El amar a Dios depende en su llamado.

Igualmente claro y manifiesto es lo que se encuentra en el octavo capítulo de la Epístola de Pablo a los Romanos. Después de decir que todas las cosas ayudan a bien a los fieles que aman a Dios, a fin de que nadie busque el origen de su felicidad en sí mismo, o suponga que por amar a Dios primero es merecedor de la bondad de Sus manos, el apóstol, por vía de corregir todo error de esa clase, añade de inmediato: «a los que conforme a su propósito son llamados» (Ro. 8:28). Por medio de lo cual se ve que Pablo ansía asegurarle a Dios toda la gloria, pues demuestra que es Él quien, por Su llamado, hace que lo amen los hombres, que por sí mismos no podían sino aborrecerlo.
Si uno examina escrupulosamente la especie humana entera, ¿qué inclinación natural a amar a Dios encontrará en ninguno de ellos? ¡Ninguna! En este mismo capítulo Pablo declara que todos «los designios de la carne son enemistad contra Dios» (Ro. 8:7). Pues bien, si todos los hombres son, por naturaleza, enemigos de Dios y adversarios Suyos, resulta muy evidente que únicamente Su llamado es lo que separa a algunos del resto, les hace deponer su odio, y los induce a amarlo. Además, no puede haber duda de que el apóstol habla aquí del llamamiento eficaz por medio del cual Dios regenera a aquellos que antes había adoptado para que fueran Sus hijos. El apóstol no dice sencillamente «los que son llamados» (esto a veces se aplica a los reprobados que Dios llama, o invita, promiscuamente con Sus propios hijos, al arrepentimiento y a la fe), sino que dice, con plena explicación: «a los que conforme a su propósito son llamados» (Ro. 8:28), propósito que debe ser, por su naturaleza y efecto, firme y ratificatorio.

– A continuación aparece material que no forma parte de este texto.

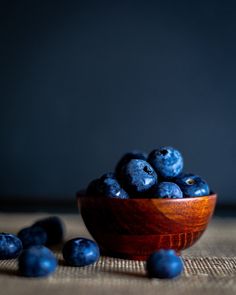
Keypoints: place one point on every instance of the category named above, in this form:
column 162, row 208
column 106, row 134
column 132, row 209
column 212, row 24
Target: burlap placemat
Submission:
column 210, row 266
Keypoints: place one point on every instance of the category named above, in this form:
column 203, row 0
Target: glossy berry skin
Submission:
column 10, row 246
column 127, row 157
column 32, row 236
column 164, row 264
column 168, row 190
column 167, row 162
column 110, row 187
column 193, row 185
column 37, row 261
column 80, row 252
column 139, row 178
column 54, row 228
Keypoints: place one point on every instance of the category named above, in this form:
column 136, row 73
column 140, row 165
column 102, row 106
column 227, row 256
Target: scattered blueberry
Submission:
column 192, row 185
column 32, row 236
column 110, row 187
column 10, row 246
column 37, row 261
column 54, row 229
column 80, row 252
column 167, row 161
column 127, row 157
column 138, row 177
column 164, row 264
column 168, row 190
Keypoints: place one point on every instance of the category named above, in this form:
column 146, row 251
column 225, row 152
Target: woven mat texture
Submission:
column 210, row 266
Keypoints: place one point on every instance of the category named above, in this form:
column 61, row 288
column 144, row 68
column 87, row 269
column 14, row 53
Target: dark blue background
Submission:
column 84, row 81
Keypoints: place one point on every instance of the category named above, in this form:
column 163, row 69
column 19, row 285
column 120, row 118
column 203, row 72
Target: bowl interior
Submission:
column 136, row 227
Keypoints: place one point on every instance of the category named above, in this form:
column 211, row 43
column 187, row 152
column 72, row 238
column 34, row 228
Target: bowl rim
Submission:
column 82, row 195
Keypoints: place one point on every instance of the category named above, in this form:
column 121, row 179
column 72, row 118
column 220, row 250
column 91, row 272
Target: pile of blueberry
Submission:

Todo mérito humano previsto excluido.

Explicar este texto para aplicarlo al propósito del hombre es (según arguye Agustín) absurdo en extremo. En realidad, el contexto mismo proscribe todo escrúpulo, como para hacer totalmente innecesaria la intromisión de un intérprete. El apóstol añade de inmediato: «a los que predestinó [o definitivamente designó], a éstos también llamó; y a los que llamó, a éstos también justificó […]» (Ro. 8:30). Es evidente que el apóstol habla de un cierto número que Dios destinó para Sí mismo como propiedad y tesoro privativo. Pues aunque Dios llama a muchos —por muchos medios, y especialmente por el ministerio externo de hombres— ni justifica ni al fin glorifica a nadie excepto a quien ha ordenado para vida eterna. El llamamiento de Dios, por consiguiente, es un llamado especial positivo que de tal modo sella y ratifica Su elección eterna, que manifiesta patentemente lo que había estado oculto en Dios concerniente a cada uno de los que llama.
Muy bien conozco las cavilaciones de muchos sobre este punto. Dicen que cuando Pablo afirma que Dios predestinó a los que antes conoció, quiere decir que cada uno fue escogido con respecto a su fe futura, cuando creyera. Pero no les concedo a éstos lo que ilusamente se imaginan: que debemos entender que Dios previó en ellos algo que lo inclinaría a dispensarles Su favor y gracia. Es evidente que a Sus elegidos Dios los preconoció cuando, y porque, los escogió libremente. De ahí que el mismo apóstol enseñe en otro lugar que Dios conoce a los que son Suyos porque los ha marcado, por así decirlo, y los da por incluidos en Su lista.
Agustín tampoco omite el importante punto de que por el término «presciencia» hemos de entender el consejo de Dios por el cual predestina para salvación a los Suyos. Que Dios supo de antemano quiénes habían de ser herederos de vida eterna, nadie niega. La única pregunta que pudiera surgir es ésta: si Dios previó lo que habría de hacer en ellos, o qué serían ellos en sí mismos. Vana astucia es tomar el término «presciencia» y usarlo para fijar la elección eterna de Dios en los méritos del hombre, mientras que el apóstol en todas partes la vincula únicamente al propósito de Dios.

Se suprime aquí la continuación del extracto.